If {x=a+ib} is a complex number, then we let {\bar x = a- ib} denote its conjugate. Note that a complex number {x} is real if and only if {x = \bar x}. If {M \in {\mathbb C}^{m \times n}} is a matrix, then {M^*} denotes the conjugate transpose of {M}, that is, {(M^*)_{i,j} = \overline{M_{j,i}}}. If the entries of {M} are real, then {M^* = M^T}, where {M^T} is the transpose of {M}, that is, the matrix such that {(M^T)_{i,j} = M_{j,i}}.

We say that a matrix {M} is Hermitian if {M = M^*}. In particular, real symmetric matrices are Hermitian.

If {{\bf x},{\bf y} \in {\mathbb C}^n} are two vectors, then their inner product is defined as

\displaystyle  \langle {\bf v},{\bf w} \rangle := {\bf v}^* {\bf w} = \sum_i \overline{v_i} \cdot w_i \ \ \ \ \ (1)

Notice that, by definition, we have {\langle {\bf v}, {\bf w} \rangle = (\langle {\bf w}, {\bf v} \rangle)^*} and {\langle {\bf v}, {\bf v} \rangle = || {\bf v} ||^2}. Note also that, for two matrices {A,B}, we have {(A \cdot B)^* = B^* \cdot A^*}, and that for every matrix {M} and every two vectors {{\bf x}}, {{\bf y}}, we have

\displaystyle  \langle M {\bf x} , {\bf y} \rangle = {\bf x}^* M^* {\bf y} = \langle {\bf x} , M^* {\bf y} \rangle

If {M\in {\mathbb C}^{n \times n}} is a square matrix, {\lambda \in {\mathbb C}} is a scalar, {{\bf v} \in {\mathbb C}^n - \{ {\bf {0}} \}} is a non-zero vector and we have

\displaystyle   M {\bf v} = \lambda {\bf v} \ \ \ \ \ (2)

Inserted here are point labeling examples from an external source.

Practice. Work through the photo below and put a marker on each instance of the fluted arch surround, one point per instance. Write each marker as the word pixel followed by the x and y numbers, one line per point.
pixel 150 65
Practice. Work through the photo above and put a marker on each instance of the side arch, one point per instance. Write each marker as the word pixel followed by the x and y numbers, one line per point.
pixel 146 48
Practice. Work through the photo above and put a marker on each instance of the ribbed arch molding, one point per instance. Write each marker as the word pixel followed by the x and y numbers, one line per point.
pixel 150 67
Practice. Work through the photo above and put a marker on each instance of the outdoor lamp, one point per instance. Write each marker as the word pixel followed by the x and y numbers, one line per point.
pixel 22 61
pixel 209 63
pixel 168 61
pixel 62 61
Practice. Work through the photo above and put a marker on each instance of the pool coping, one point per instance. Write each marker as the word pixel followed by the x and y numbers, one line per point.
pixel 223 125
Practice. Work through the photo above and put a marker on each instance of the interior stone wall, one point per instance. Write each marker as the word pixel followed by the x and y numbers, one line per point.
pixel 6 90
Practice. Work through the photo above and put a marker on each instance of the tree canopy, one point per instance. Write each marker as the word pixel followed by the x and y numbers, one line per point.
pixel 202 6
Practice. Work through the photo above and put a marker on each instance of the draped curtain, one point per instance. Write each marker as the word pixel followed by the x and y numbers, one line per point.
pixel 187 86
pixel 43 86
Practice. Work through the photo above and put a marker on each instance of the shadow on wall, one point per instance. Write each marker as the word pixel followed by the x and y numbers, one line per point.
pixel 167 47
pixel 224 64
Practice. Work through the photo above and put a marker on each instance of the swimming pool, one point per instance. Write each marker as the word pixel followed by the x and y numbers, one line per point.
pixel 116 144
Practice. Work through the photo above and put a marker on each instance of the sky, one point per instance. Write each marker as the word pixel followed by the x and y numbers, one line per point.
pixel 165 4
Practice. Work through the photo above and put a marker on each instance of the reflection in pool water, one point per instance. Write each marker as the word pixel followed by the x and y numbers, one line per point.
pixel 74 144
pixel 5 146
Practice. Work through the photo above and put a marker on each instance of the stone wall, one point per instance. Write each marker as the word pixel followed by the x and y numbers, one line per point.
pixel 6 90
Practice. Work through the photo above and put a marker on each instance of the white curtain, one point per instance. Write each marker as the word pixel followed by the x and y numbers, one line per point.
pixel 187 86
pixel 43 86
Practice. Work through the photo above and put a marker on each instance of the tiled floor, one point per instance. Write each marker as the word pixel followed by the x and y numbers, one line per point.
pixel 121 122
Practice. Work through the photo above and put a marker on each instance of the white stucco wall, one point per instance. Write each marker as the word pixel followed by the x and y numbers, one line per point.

then we say that {\lambda} is an eigenvalue of {M} and that {{\bf v}} is eigenvector of {M} corresponding to the eigenvalue {\lambda}.

2. The Spectral Theorem

We want to prove

Theorem 1 (Spectral Theorem) Let {M\in {\mathbb R}^{n\times n}} be a symmetric matrix with real-valued entries, then there are {n} real numbers (not necessarily distinct) {\lambda_1,\ldots,\lambda_n} and {n} orthonormal real vectors {{\bf x}_1,\ldots,{\bf x}_n}, {{\bf x}_i \in {\mathbb R}^n} such that {{\bf x}_i} is an eigenvector of {\lambda_i}.

Assuming the fundamental theorem of algebra (that every polynomial has a complex root) and basic properties of the determinant, the cleanest proof of the spectral theorem is to proceed by induction on {n}, and to show that {M} must have a real eigenvalue {\lambda_1} with a real eigenvector {{\bf v}_1}, and to show that {M} maps vectors orthogonal to {{\bf v}_1} to vectors orthogonal to {{\bf v}_1}. Then one applies the inductive hypothesis to {M} restricted to the {(n-1)}-dimensional space of vectors orthogonal to {{\bf v}_1} and one recovers the remaining {(n-1)} eigenvalues and eigenvectors.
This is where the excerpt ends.